As the winter of 1971-72 was thinking about loosening its grip, right about this time thirty-nine years ago, I spent the second of two weekends visiting friends in Stearns Hall, one of the men’s dorms at St. Cloud State.

I was staying with a couple of guys I knew, the guys who were the foundation of my social life on campus for a good chunk of that freshman year. I’d met them late the previous summer, when we’d occupied adjacent rooms during an overnight campus orientation for incoming freshmen. Living no more than a mile from the campus, I really didn’t need the overnight accommodations for the orientation, but I signed up anyway, hoping to meet some people.

And I did. Rick from Wyoming, Minnesota, and Dave from (I think) St. Paul were good guys, and through them, during the school year, I met others, guys and gals both. We all ate lunch together almost every day. We spent good chunks of a couple evenings a week and most weekends together. And twice during the year, I packed a small suitcase and rolled up a sleeping bag on a Friday afternoon and stayed on campus for the weekend.
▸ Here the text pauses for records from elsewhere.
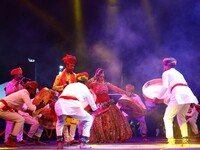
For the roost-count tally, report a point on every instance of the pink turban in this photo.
(16, 71)
(169, 61)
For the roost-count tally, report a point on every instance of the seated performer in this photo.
(69, 103)
(9, 107)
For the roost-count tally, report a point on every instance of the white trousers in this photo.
(15, 127)
(174, 109)
(193, 122)
(87, 124)
(35, 128)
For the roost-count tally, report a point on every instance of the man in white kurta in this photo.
(9, 106)
(69, 103)
(192, 116)
(179, 102)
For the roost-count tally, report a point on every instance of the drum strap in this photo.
(6, 107)
(178, 84)
(69, 97)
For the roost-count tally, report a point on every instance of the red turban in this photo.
(16, 71)
(69, 59)
(169, 61)
(31, 84)
(84, 76)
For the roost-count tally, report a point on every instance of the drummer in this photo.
(136, 98)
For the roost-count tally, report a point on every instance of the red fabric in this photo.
(69, 97)
(69, 59)
(63, 78)
(104, 97)
(32, 84)
(6, 107)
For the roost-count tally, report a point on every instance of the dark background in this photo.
(128, 38)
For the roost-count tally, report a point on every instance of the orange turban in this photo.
(16, 71)
(31, 84)
(82, 77)
(69, 59)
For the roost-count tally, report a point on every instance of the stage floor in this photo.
(134, 143)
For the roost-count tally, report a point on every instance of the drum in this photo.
(43, 95)
(48, 119)
(132, 108)
(151, 89)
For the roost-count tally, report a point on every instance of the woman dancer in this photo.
(110, 125)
During the first weekend, which took place in October, I think, we’d spent Friday evening (and early Saturday morning) at one of St. Cloud’s nearly countless keggers, sipping foamy beer from plastic cups. The party was on the northwest end of town, some distance from campus. I recall riding in the back seat in the early morning with one of the other guys driving vaguely and amid much laughter in the general direction of the college, which we eventually found. (From the perspective of almost forty years, that drive was, of course, chillingly unwise and unsafe, but that didn’t deter us.)
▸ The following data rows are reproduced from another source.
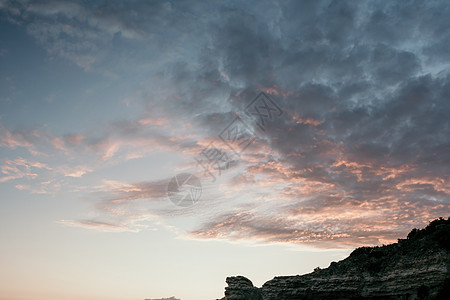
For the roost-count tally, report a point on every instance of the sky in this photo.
(150, 149)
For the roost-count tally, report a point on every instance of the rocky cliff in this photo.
(417, 267)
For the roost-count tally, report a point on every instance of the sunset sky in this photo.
(102, 103)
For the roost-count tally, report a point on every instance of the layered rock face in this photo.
(416, 268)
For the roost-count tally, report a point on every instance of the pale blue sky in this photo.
(102, 103)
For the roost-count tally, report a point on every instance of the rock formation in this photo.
(415, 268)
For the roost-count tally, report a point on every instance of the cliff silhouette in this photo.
(415, 268)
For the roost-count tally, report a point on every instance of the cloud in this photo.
(359, 155)
(98, 225)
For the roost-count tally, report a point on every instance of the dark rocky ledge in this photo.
(417, 267)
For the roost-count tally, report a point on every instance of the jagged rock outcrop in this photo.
(415, 268)
(241, 288)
After whiling away Saturday’s daytime – spent hanging around with other dorm friends, shooting hoops on the parking lot, visiting a downtown record store or two and buying snacks at the nearby grocery store – we again found a party on Saturday night, this one close to campus, so our drunken post-party trip back to the dorm was shorter and on foot. On Sunday, sometime after lunch, I went home.

As I planned my February stay with the guys, I expected the weekend to be similar. It was and it wasn’t, but two things make that second weekend I spent on campus stand out:

First, somehow – and the details were cloudy then and are even more so after nearly forty years – Rick from Kilian Boulevard joined us in our Saturday evening partying. That was fine with my on-campus pals; they’d met Rick during visits to the East Side, so he came along as we found a party or two close to campus for the evening and then made our ways back to the dorm sometime after midnight.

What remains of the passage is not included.